The local town government didn't excel at the same level as the state agencies during its initial and long-term assistance for Newtown residents, he said.

Wheeler was one of two parents who addressed members of the group via teleconference on Friday about how their families and the town have dealt with the effects of the trauma in the past 18 months. The 16-member panel, created by Connecticut Gov. Dannel Malloy, a Democrat, has been reviewing current policies on school safety, mental health, and gun-violence prevention since the Dec. 14, 2012 shooting that killed 20 first-graders and six educators. Members are expected to file a final report later this summer.

The other parent, Michele Gay, whose daughter Josephine died inside the school, expressed her belief in the importance of training education for both teachers and students, advanced emergency communication plans, and recovery procedures involving mental health professionals.

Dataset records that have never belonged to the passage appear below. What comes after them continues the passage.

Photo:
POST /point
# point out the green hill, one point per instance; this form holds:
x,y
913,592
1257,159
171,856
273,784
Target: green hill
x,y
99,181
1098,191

All aspects must, she added, bring together the combined perspectives of educators, law enforcement officials, mental health professionals, and parents.

Gay is a former teacher and now the founder of Safe and Sound, which aims to empower communities to improve school safety.

The meeting this week was meant to "instill some kind of hope that we can do better," said Scott Jackson, chairman of the commission and mayor of Hamden, Conn.

"It can be done, it just has to be planned and it has to be exercised," he said.

Related: Making a senseless tragedy meaningful in Newtown

Officials previously found "no conclusive motive" nor indication of why the gunman chose the nearly 400-student school as his target, msnbc previously reported. The tragedy was the second-worst school shooting in American history, after the 2007 massacre at Virginia Tech that killed 32 people.

Gov. Malloy last year signed a bipartisan bill that requires universal background checks for all firearms purchasers and adds more than 100 guns to the state's previously existing list of banned weapons. A court in January upheld the constitutionality of the law.